Почтальон, что разносила почту по нашей улице, была крупной, грузной женщиной. Такими в книжках советской поры обычно рисовали доярок. Ремень коричневой сумки, которую распирало от обилия газет, журналов и писем, оттягивал её плечо. Привычная к тяжёлой работе, женщина обыкновенно шла вразвалочку, с вросшим в лицо выражением страдания, отчего её делалось неизменно жаль. Хотелось перенять сумку, зазвать в кухню, усадить на табурет и напоить чаем.
Иногда мне удавалось сделать это. Едва на двери квартиры хлопала крышка почтового ящика, я выглядывал в коридор:
- Здравствуйте! Передохните немного! Вижу, что вы устали! Зайдите хоть ненадолго!
Женщина всякий раз недоумённо поднимала на меня глаза, она была довольно невысокой, - и принималась неумело отказываться. Хорошего ей, видно, в жизни предлагали мало, а поработать, помочь, услужить, - привычки не соглашаться у неё не было.
Осторожно угнездившись на табурете, будто бы он был сделан из яичной скорлупы, женщина ставила на пол подле себя сумку и замирала, едва позволяя себе вздохнуть.
- Вам покрепче или пожиже? - Интересовался я, наливая заварку в красивую фарфоровую чашку.
- Да я из кружки... водички... - Тихо и испуганно отзывалась женщина, но я настаивал, и клал вволю сахару, не спросясь. Покуда она, заметно стесняясь, пила маленькими глотками чай, я, дабы не быть помехой гостье, отходил к окошку, и возвращался лишь заслышав, как дно опустевшей чашки касается стола, осторожно и беззвучно почти. Так листья трогают землю осенней порой.
Розовая от чаю, женщина немного сдвигала свой платок к темечку, и принималась рассказывать, каково оно жилось в деревне. Она и вправду некогда была дояркой, да сын выписал её в город, помогать. И теперь она едва уживается со снохой, но вернуться в деревню не может, так как дом давно продан, а деньги отданы сыну.
- Встанешь зимою затемно на первую дойку, оденешься потеплее и идёшь. Дороги не видно, да ноги-то сами знают, куда им идтить. А ты по сторонам щуришься, улыбаешься метели, снегу, уснувшей подо льдом реке...

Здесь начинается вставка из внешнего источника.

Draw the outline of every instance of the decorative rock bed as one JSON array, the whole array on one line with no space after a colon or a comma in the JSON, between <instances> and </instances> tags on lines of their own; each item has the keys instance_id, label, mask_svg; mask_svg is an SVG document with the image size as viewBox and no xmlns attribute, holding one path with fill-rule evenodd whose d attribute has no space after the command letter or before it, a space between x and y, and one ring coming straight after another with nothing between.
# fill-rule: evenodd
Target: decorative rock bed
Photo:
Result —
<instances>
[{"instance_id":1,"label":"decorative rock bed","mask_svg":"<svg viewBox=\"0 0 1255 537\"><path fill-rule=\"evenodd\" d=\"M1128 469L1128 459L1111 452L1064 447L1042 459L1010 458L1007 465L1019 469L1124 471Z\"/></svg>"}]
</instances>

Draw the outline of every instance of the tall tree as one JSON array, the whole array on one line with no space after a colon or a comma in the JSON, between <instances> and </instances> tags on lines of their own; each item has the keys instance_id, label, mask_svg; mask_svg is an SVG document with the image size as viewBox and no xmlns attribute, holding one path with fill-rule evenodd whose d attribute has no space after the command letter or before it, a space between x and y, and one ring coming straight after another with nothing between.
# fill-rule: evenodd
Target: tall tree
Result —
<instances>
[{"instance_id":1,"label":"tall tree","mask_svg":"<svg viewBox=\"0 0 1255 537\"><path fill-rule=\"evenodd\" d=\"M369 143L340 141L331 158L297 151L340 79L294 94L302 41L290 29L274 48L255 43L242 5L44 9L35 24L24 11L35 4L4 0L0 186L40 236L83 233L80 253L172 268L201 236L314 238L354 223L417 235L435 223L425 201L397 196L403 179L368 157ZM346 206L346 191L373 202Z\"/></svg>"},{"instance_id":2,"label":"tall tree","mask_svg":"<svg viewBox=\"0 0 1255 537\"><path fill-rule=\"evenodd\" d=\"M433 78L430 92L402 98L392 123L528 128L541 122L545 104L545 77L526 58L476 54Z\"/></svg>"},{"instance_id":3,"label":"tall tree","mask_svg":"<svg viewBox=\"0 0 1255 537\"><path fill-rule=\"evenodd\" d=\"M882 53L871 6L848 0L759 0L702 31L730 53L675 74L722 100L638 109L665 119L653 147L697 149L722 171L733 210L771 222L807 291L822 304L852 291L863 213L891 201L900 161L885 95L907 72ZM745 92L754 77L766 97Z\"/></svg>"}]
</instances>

- Страшно, небось, да и спать хочется?
- Про спать - оно привычные мы, а страха - то нет. Откудова? Всё ж округ знакомо сызмыльства. Ещё с мамкой в коровник ходили. Кажись, глаза зажмурь, и то не заплутаешь! А как придёшь, коровы-то мурчат, тёплые, ласковые...
- Мычат? - Пытался исправить я.
- Ну, то кому как, а по нам - мурчат... - Мечтательно улыбалась женщина.
...После я глядел через окошко, следил за почтальоншей, что, переваливаясь утицей, идёт к соседнему дому, и представлял, как по зиме она отворяет дверь в коровник, и её обдаёт тёплым запахом навоза, молока, сена и коровы мурчат ей навстречу, помахивая тонкими хвостами, украшенными репейником, будто спрятанным, нарочно позабытым там летом.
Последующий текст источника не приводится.